News
Kaspersky comment: What is Pegasus spyware?
July 2021 by Dmitry Galov, security researcher at GReAT Kaspersky
Following news today that a list of more than 50,000 phone numbers believed to be of interest to the government clients of Israeli surveillance company NSO Group has been leaked, please find a comment below from Dmitry Galov, security researcher at GReAT. In this comment, Dmitry explains the functionality of Pegasus and how vulnerabilities can be exploited by cybercriminals.
What is Pegasus?
Pegasus is a modular spyware for iOS and Android. Back in 2016, an iOS version of Pegasus was discovered. Later, a version for Android was also found, which is slightly different from the one for iOS devices. One of the main infection schemes is as follows: the victim receives an SMS with a link, if a person clicks on it, his device gets infected with the spyware. Moreover, according to public information, in order to infect iOS, the spyware exploits zero-day vulnerabilities found in the system.

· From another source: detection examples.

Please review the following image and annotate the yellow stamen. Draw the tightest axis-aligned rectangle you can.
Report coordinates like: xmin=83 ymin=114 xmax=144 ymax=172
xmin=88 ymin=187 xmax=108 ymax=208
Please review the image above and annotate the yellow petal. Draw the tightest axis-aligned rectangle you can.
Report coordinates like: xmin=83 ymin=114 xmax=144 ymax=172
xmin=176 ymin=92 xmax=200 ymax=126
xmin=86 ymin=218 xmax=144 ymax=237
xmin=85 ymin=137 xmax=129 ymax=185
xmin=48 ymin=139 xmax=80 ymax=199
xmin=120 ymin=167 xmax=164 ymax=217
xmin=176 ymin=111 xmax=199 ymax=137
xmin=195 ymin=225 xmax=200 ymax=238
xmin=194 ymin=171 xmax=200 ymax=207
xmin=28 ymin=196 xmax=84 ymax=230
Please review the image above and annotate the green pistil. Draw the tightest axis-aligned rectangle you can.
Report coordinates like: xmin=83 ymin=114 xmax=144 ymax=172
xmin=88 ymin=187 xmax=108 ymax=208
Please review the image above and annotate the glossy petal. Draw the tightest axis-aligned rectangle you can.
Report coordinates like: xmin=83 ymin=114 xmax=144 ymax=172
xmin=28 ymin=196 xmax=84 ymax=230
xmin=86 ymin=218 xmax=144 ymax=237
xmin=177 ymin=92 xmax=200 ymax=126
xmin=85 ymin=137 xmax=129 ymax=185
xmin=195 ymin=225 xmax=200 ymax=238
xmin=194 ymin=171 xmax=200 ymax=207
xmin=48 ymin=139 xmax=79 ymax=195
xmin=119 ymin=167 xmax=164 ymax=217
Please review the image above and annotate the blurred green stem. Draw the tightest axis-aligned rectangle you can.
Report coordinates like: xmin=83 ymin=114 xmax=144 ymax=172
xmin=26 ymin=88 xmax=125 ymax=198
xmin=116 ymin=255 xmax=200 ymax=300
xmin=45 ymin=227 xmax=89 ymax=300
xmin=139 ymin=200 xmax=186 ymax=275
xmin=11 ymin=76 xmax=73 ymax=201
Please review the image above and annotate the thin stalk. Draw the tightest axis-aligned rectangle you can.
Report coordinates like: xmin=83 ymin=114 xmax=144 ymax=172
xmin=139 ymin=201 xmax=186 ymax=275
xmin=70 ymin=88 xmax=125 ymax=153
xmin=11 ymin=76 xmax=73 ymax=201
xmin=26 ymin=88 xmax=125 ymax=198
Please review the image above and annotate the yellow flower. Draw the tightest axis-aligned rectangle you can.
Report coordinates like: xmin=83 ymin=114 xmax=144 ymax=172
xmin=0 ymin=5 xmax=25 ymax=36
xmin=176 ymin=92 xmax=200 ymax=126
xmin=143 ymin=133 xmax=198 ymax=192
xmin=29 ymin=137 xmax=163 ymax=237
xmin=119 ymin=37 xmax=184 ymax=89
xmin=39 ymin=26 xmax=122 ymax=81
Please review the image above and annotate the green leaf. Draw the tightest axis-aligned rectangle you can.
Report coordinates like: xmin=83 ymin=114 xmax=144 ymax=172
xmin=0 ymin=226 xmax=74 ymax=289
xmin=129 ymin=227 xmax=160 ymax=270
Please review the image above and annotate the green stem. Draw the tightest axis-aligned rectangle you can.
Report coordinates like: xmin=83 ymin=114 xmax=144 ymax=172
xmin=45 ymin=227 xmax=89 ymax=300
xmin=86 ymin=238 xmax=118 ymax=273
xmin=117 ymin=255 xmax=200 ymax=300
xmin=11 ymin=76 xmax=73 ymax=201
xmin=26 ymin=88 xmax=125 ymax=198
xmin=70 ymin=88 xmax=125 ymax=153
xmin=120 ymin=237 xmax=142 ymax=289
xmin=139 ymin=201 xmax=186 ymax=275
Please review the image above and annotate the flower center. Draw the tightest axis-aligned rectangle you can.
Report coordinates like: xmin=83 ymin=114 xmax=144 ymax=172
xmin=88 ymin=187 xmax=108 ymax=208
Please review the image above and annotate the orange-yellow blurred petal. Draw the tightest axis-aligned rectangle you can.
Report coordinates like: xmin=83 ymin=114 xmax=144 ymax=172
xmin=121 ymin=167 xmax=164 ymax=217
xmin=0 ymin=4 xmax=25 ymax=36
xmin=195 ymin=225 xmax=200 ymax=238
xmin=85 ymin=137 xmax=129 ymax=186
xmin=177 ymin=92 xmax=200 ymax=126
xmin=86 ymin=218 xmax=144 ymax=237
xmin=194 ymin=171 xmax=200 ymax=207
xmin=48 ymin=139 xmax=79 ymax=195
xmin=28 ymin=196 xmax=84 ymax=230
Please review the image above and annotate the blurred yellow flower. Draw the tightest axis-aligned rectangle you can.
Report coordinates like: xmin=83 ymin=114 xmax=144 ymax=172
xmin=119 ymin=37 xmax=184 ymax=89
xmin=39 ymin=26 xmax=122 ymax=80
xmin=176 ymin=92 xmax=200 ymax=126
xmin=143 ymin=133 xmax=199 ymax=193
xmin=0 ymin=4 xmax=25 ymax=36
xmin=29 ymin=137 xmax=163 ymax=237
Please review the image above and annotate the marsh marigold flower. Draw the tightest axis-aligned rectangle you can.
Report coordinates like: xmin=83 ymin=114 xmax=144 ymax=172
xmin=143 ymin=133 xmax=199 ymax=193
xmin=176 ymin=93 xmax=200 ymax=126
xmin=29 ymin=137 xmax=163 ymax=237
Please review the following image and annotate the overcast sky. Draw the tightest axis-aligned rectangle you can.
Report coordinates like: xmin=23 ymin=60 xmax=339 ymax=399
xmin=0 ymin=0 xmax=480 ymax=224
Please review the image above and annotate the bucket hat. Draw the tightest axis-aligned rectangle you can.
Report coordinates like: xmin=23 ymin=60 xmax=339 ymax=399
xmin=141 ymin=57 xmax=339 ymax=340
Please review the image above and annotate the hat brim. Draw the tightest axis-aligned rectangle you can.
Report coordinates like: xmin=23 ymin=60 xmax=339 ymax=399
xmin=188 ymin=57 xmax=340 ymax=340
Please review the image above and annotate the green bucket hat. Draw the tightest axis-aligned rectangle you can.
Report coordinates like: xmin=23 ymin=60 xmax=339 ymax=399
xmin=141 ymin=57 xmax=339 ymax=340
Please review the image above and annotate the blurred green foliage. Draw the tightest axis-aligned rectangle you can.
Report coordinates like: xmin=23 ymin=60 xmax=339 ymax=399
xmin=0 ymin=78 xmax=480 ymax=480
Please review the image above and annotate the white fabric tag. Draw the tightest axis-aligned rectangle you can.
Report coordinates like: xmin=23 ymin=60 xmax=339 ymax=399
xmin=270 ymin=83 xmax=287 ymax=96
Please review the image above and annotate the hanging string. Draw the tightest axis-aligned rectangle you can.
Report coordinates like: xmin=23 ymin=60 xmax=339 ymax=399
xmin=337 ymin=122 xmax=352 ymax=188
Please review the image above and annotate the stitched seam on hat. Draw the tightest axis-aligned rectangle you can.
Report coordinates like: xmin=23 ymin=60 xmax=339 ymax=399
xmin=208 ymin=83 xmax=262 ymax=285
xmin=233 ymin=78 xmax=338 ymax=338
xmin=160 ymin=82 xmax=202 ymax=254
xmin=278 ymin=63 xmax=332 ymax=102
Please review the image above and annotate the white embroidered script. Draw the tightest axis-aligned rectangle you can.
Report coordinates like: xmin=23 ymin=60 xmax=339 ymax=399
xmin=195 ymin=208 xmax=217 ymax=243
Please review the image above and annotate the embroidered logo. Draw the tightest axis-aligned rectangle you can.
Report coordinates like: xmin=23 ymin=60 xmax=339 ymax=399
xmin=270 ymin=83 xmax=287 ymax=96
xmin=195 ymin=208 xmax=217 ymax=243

Even when we studied Pegasus for Android in 2017, it was able to read the victim’s SMS and emails, listen to calls, take screenshots, record keystrokes, and access contacts and browser history. And that’s not all of its functionality. It is also worth noting that Pegasus is a rather complex and expensive malware, designed to spy on individuals of particular interest, so the average user is unlikely to encounter it.
How common are such vulnerabilities that allow people to be spied on? Are there any such examples available on the darknet now, and how unique is this service in general?
It is worth distinguishing between two concepts: spyware and vulnerabilities. Pegasus is a spyware with versions for both iOS and Android devices. Even when we studied Pegasus for Android in 2017, the perpetrator could read the victim’s SMS and emails, listen to calls, take screenshots, record keystrokes, and access contacts and browser history. And that’s not all of its functionality.
Moreover, it is known that in order to infect iOS, the spyware exploits zero-day vulnerabilities found in the system. These are vulnerabilities that the developer does not know about and for which a fix has not yet been released, but which can be exploited by cybercriminals to implement a variety of types of attacks, including targeted attacks aimed at specific organisations or people. Both spyware and zero-day vulnerabilities can be sold and bought by various groups, on the darknet. The price of vulnerabilities can reach $2.5 million - this is how much was offered in 2019 for the full chain of vulnerabilities in Android. Interestingly, that year, for the first time, an Android vulnerability turned out to be more expensive than an iOS vulnerability.
What should users do to stay protected?
The best way to stay protected against such tools is to provide as much information on these cases as it possible, to related software and security vendors. Software developers will fix the vulnerabilities exploited by the attackers and security vendors will take measures to detect and protect users from them.